A case study published Thursday in the American Journal of Neuroradiology by physicians from Allegheny General Hospital (AGH) in Pittsburgh provides some of the first angiographic images documenting the rapid progression of acute ischemic stroke in a patient with the novel coronavirus (COVID-19).
The case study is the latest in a growing body of clinical observations and scientific evidence demonstrating a link between COVID-19 and the risk of stroke, particularly among individuals under the age of 50. Although definitive root causation is still to be determined, patients with severe cases of COVID-19 appear to be at a greater risk for blood clots. In addition, a recent study in The Lancet suggests the virus directly targets the endothelial cells that line blood vessels, which may also put the patient at risk for stroke.
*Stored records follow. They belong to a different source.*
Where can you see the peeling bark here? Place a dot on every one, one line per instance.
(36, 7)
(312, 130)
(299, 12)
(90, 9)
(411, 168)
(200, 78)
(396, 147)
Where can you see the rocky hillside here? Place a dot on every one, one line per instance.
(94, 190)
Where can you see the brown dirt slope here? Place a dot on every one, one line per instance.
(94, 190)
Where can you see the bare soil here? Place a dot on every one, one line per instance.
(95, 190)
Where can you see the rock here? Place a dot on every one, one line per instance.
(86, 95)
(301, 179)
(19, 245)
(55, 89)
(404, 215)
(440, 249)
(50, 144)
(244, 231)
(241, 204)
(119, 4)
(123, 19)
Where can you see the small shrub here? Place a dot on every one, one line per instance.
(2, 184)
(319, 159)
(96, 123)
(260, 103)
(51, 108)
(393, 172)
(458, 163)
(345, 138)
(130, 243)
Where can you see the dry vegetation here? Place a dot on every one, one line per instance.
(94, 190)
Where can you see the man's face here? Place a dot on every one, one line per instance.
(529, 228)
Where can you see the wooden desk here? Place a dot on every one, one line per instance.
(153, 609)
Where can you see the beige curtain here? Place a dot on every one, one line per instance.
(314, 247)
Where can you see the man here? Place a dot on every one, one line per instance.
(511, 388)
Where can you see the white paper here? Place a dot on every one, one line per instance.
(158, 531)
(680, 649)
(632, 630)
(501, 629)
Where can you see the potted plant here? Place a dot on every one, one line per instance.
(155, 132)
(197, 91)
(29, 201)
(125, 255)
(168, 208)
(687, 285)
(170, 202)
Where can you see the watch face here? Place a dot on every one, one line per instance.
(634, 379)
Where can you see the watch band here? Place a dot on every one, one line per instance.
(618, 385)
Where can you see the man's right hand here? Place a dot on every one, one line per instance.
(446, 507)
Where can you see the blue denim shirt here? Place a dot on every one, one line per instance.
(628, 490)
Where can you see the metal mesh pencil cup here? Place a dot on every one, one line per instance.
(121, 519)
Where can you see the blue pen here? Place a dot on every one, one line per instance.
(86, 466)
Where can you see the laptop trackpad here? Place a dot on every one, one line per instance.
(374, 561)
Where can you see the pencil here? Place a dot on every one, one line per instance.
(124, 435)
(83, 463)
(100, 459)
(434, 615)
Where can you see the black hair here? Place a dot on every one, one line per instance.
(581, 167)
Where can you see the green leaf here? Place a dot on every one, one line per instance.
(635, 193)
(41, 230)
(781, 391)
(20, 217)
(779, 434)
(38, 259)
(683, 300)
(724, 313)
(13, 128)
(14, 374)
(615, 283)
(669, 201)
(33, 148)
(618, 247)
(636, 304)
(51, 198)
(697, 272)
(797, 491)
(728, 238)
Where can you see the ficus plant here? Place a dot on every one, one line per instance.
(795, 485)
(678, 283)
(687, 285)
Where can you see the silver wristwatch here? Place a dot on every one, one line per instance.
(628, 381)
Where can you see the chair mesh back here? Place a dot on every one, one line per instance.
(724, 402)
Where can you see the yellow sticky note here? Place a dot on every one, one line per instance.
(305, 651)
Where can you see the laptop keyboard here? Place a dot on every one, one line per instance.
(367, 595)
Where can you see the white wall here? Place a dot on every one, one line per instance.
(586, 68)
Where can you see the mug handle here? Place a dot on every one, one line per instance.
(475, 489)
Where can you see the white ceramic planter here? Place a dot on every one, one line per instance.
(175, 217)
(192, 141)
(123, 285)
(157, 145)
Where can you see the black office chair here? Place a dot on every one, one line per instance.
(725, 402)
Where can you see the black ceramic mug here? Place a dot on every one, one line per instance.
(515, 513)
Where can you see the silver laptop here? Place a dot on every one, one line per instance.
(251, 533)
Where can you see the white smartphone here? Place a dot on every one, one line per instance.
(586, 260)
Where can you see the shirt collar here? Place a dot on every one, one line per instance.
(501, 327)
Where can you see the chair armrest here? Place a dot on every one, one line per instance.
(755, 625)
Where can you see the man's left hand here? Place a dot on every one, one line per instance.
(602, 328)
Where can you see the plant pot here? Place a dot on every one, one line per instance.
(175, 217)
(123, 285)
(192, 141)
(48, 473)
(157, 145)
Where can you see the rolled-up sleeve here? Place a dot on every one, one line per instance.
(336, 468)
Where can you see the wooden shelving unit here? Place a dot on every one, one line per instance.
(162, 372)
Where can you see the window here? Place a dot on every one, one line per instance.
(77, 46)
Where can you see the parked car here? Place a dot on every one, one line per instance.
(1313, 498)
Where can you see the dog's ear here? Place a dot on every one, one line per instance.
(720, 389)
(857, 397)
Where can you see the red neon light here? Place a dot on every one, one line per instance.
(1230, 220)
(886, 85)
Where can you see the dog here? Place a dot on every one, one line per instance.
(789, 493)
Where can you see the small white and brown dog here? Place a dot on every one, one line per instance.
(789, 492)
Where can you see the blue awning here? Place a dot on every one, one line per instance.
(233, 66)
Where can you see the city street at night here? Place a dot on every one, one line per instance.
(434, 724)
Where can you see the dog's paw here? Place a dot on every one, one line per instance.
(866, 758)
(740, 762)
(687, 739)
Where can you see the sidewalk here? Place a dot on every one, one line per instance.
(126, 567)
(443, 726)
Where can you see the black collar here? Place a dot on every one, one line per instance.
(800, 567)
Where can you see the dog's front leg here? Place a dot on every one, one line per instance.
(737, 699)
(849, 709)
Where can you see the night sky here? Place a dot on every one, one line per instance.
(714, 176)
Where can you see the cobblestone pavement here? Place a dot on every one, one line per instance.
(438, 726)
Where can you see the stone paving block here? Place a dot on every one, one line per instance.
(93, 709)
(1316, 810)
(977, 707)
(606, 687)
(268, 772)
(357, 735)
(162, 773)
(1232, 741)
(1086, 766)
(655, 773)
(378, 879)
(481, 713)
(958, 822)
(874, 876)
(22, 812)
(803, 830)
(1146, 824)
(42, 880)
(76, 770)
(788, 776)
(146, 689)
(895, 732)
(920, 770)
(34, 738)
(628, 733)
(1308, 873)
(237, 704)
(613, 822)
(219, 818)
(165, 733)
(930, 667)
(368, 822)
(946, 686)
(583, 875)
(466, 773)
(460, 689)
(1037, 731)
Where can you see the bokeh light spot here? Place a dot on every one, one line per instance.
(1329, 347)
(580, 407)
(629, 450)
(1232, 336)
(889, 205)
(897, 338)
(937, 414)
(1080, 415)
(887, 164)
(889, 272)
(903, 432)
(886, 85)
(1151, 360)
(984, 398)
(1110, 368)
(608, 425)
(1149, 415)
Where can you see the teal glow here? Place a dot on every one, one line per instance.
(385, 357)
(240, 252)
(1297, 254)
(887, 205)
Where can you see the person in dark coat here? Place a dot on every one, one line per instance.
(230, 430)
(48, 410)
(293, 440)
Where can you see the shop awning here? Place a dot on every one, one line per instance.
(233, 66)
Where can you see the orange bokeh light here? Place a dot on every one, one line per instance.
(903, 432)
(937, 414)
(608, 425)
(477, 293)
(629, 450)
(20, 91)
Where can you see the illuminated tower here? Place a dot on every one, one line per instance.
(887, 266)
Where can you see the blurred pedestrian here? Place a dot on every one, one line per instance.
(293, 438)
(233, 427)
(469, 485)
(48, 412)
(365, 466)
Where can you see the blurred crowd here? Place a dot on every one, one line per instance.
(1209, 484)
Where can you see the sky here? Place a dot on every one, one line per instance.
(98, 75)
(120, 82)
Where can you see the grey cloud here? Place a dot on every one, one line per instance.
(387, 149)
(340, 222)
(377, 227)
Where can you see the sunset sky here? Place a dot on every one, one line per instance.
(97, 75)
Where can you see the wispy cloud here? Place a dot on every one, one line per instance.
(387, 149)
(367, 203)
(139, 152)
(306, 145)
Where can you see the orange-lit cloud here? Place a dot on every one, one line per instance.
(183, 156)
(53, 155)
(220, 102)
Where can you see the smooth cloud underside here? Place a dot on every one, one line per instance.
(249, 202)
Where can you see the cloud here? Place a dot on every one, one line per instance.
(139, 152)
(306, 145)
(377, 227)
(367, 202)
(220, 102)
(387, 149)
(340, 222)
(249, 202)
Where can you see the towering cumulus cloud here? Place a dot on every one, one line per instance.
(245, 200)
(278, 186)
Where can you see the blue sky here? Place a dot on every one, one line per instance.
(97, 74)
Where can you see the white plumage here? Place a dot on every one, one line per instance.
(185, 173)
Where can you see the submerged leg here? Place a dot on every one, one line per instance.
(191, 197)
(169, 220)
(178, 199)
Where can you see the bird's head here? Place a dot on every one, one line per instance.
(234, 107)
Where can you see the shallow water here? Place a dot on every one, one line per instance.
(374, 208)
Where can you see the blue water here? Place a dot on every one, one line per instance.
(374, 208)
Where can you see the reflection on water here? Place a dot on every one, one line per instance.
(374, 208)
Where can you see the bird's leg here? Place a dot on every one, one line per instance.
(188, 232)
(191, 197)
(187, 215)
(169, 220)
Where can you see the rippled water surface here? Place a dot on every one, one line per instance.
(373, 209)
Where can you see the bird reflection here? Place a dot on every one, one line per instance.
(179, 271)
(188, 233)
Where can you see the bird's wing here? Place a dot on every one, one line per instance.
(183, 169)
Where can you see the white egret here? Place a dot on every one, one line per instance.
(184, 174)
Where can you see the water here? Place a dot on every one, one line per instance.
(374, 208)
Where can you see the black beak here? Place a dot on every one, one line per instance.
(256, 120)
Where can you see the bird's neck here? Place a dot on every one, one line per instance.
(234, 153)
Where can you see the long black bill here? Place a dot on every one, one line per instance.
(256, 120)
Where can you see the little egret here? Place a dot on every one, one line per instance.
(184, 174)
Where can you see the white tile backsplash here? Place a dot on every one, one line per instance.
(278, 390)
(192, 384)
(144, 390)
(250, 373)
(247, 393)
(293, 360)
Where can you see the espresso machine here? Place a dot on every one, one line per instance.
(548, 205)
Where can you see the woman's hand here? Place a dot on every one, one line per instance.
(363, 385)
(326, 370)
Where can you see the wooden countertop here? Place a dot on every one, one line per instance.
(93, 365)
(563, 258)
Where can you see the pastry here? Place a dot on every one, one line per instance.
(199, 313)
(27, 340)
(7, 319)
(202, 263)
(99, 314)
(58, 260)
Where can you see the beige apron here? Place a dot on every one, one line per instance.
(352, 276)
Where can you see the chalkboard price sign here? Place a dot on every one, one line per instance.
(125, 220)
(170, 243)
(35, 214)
An ischemic stroke can occur when vessels supplying blood to the brain are obstructed by clotting, leading to a potentially irreparable and fatal neurological injury.
'In some COVID-19 patients, we are observing that blood clots form at a notably fast pace,' said Ashis Tayal, MD, neurologist and director of the Allegheny Health Network Stroke Center. 'This manifestation of cerebrovascular ischemia can be particularly challenging for patients who are also experiencing severe respiratory distress and other medical issues associated with the virus.'
The AHN case study, 'Cerebrovascular Disease in COVID-19,' documents a 64-year-old man who presented to the emergency department after waking up at home with symptoms of left-sided paralysis and shortness of breath. The patient had tested positive for COVID-19 16 days prior and was recovering well before his sudden onset of ischemic stroke. He passed away from complications of COVID-19 three days after admission to the hospital.
'The experience with COVID-19 to date world-wide provides a high degree of certainty that five to six percent of patients with severe cases may suffer a cerebrovascular injury. What's unique with our case is that the patient represented a subgroup where a stroke may occur in someone with atypical symptomatic onset. This patient was diagnosed with COVID-19 16 days prior to his stroke and was on his way to recovery from the virus before this suddenly occurred,' said Michael Goldberg, MD, MPH, a neuroradiologist and Director of the Allegheny Health Network Division of Neuroradiology.
A recent case series of 214 COVID-19 patients from Wuhan, China published in JAMA Neurology (April 10, 2020, doi:10.1001/jamaneurol.2020.1127) reported that 36 percent of patients demonstrated neurologic manifestations, and acute cerebrovascular disease was reported in 6 percent of severely affected patients.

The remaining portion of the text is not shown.